In the last year, islander Kenny Ballance delivered several eulogies with consoling messages, shining lights on the deceased and their many contributions to the community and the positive impacts they had on others.
We thank these eulogists.
In the last year, the Ocracoke Observer has published more obituaries than any other year. Like John Simpson, the most recent, with the others we could point to their good-heartedness and accomplishments during their time on earth. You can see this by reading their obituaries on the Ocracoke Observer website.
Some who we’ve lost did not have formal funerals, but loved ones wrote heartfelt obituaries and family and friends gathered to remember them in ways the deceased would have appreciated.
In a small community like Ocracoke, there are a few ways to find support.
Our three churches provide it and there is an informal support group that came out of Hurricane Dorian that still meets monthly via Zoom. Mental health services also are offered by the Ocracoke Health Center and RHA, a partner of Trillium Health Resources.
To learn more about the mobile clinics or receive assistance at any time, visit Trillium Health Resources or call 1-877-685-2415.
Encouraging open discussions about grief is crucial for healthy coping.
Finally, the loss of good people can prompt a period of reflection within the community.
Be aware that December is the start of a SAD time –Seasonal Affective Disorder, a type of depression that occurs in the fall and winter months when there is less natural sunlight.

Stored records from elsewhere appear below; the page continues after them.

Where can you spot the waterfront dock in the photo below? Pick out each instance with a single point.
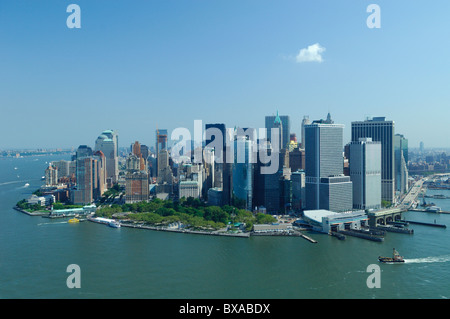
(36, 213)
(370, 235)
(394, 229)
(427, 224)
(307, 238)
(187, 231)
(429, 211)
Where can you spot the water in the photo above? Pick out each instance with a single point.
(132, 263)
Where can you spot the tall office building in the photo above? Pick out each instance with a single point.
(90, 175)
(298, 190)
(136, 186)
(243, 172)
(274, 121)
(382, 131)
(107, 143)
(51, 175)
(221, 151)
(326, 186)
(161, 140)
(305, 121)
(365, 173)
(401, 163)
(84, 189)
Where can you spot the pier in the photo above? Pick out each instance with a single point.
(187, 231)
(429, 211)
(427, 224)
(394, 229)
(370, 235)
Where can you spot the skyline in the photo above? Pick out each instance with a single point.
(134, 68)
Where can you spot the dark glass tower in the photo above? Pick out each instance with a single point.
(382, 131)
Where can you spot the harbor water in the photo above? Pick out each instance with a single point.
(133, 263)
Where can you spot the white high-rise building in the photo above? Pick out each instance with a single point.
(326, 186)
(107, 142)
(365, 173)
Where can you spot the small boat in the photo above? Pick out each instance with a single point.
(396, 258)
(74, 220)
(114, 224)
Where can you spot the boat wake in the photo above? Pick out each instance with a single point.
(13, 182)
(54, 223)
(435, 259)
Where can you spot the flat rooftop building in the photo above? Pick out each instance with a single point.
(325, 221)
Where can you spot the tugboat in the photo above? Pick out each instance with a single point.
(114, 224)
(396, 258)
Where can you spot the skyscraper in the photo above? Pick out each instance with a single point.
(365, 173)
(243, 172)
(382, 131)
(401, 162)
(282, 121)
(107, 143)
(136, 187)
(305, 121)
(326, 186)
(84, 189)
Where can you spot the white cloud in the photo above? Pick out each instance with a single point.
(312, 53)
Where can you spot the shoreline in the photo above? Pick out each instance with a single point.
(185, 231)
(30, 213)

There are ways to lessen the impact of SAD. Some of the coping strategies are regular exercise, especially outdoor walks when the sun is out, supplementing natural light by taking Vitamin D and staying connected with family and friends and getting involved with social group activities.
The many nonprofits on the island can use more volunteers.
Attending the Ocracoke Dolphins basketball games is a great way to be with others and see the students in action. Psychotherapy and possible medication are areas in which professional advice is needed.






Thank you for writing this heartfelt piece about those who have passed away this year. I started my journey to Ocracoke as a young man in 1988 and was captivated by the natural beauty and rhythms of the island, and also by the wonderful accents I encountered with long time Ocracokers. I felt transported back in time first listening to Elizabeth Parsons in her shop telling as as I was leaving
“Come again if you will”
I know there has been this and that study on which part of 17th century England these accents originated from, but hearing them is as close a thing to living history as we can get. I was speaking with another longtime resident telling him about my heartbreak over a young love that had left me in my 20’s….he thought for a moment and then said…”she was young as a blade of grass but as old as the seas”
The collective kindness and wisdom on the island has been part of my life for nearly 37 years now and I am glad to say that I have owned property on Ocracoke for the past 18 years.
It is always good to be in Community with others, especially as those dark December days begin to descend. The holidays can also be a reflective and sad time for those who have recently lost loved ones, so important to visit, include them in activities and surround them with care.
My blessings and most sincere holiday wishes to all, Jon Fink
Our family, friends, shipmates, and others, who have passed from this life to cross the bar, have left their “Earth Suits” behind, but the Spirits that animated each of them, and made them the individuals that they still are, which Spirits we enjoyed, live on, somehow.
I find addressing each of them personally in prayer, and asking God to assuage the grief of the bereavement (Lincoln’s words) of all those who love and miss them – including myself – to be very helpful. I have a list, and it is pretty much a daily exercise in healing.
Stewart G. Young
>, USMC (PTSD), MD (PTSD)
I have lived about one year on Ocracoke, one week at a time, since 1984.
God bless Us Every One. 🎄❤️
Thank you for this very moving piece. As a favorite old hymn says, “Blest be the tie that binds.”